Paul said he does not want to remove all 11 million undocumented immigrants, but insisted “we must have secure borders and we must not reward people for breaking the law.”
“I don’t think people should come here and esaily become citizens who can vote and receive social benefits,” Paul said, but he added there must be a program to allow “people who want to work to come.”
Paul said there should an assimilation program, but borders remain important and that citizenship for U.S.-born children of undocumented immigrants should not automatic.

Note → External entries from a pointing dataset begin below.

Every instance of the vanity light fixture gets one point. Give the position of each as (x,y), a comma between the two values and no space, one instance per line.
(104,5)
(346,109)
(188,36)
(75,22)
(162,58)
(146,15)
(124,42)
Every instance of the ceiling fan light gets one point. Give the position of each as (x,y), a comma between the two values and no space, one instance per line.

Asked if the tea party is an anti-immigrant party Paul said, “I can’t tell you a thing about it because it is sort of all over the place.”
Diario Las Americas, a Miami-based Spanish-language news outlet, wrote late last week that George W. Bush’s compassionate conservatism and Ronald Reagan’s “pragmatism” in immigration have been “buried by the new Republican militancy,” due to tea party pressure. The outlet says Republicans are “risking a defeat in 2012″ over the issue.
Las Americas also said that Republican presidential debates have become a competition for who is the strongest or the weakest candidate on illegal immigration. Immigration enforcement activists have said GOP presidential candidate Rick Perry’s distant second-place in the recent Florida straw poll was due to his “weak” statements on immigration.
According to Las Americas, the Republican presidential candidate will need “at least 40 percent of the Hispanic vote to win the general elections.”
GOP Sen. Marco Rubio, who has steadily become a central figure in today’s Republican Party, spoke in August at the Ronald Reagan Library. His message: Americans want the nation to be free and prosperous, but also compassionate.
New York Daily News columnist Albor Ruiz wrote Sunday that “Rubio supports mandatory E-Verify, has adopted the vacuous GOP mantra ‘border security first,’ and despite past support for a Florida in-state tuition bill, now opposes the federal DREAM Act.”
“But no matter how far right he goes, Rubio will never be American enough for some crazies in the birthers movement,” Ruiz wrote.
He added:
The GOP’s Great Latino Hope could turn out not to be such a good idea after all.
A poll conducted by Latino Decisions on the eve of last November’s election found 78% of Cuban-Americans would vote for Rubio, but only 40% of non-Cuban Latinos would do the same. And this was during his moderate phase.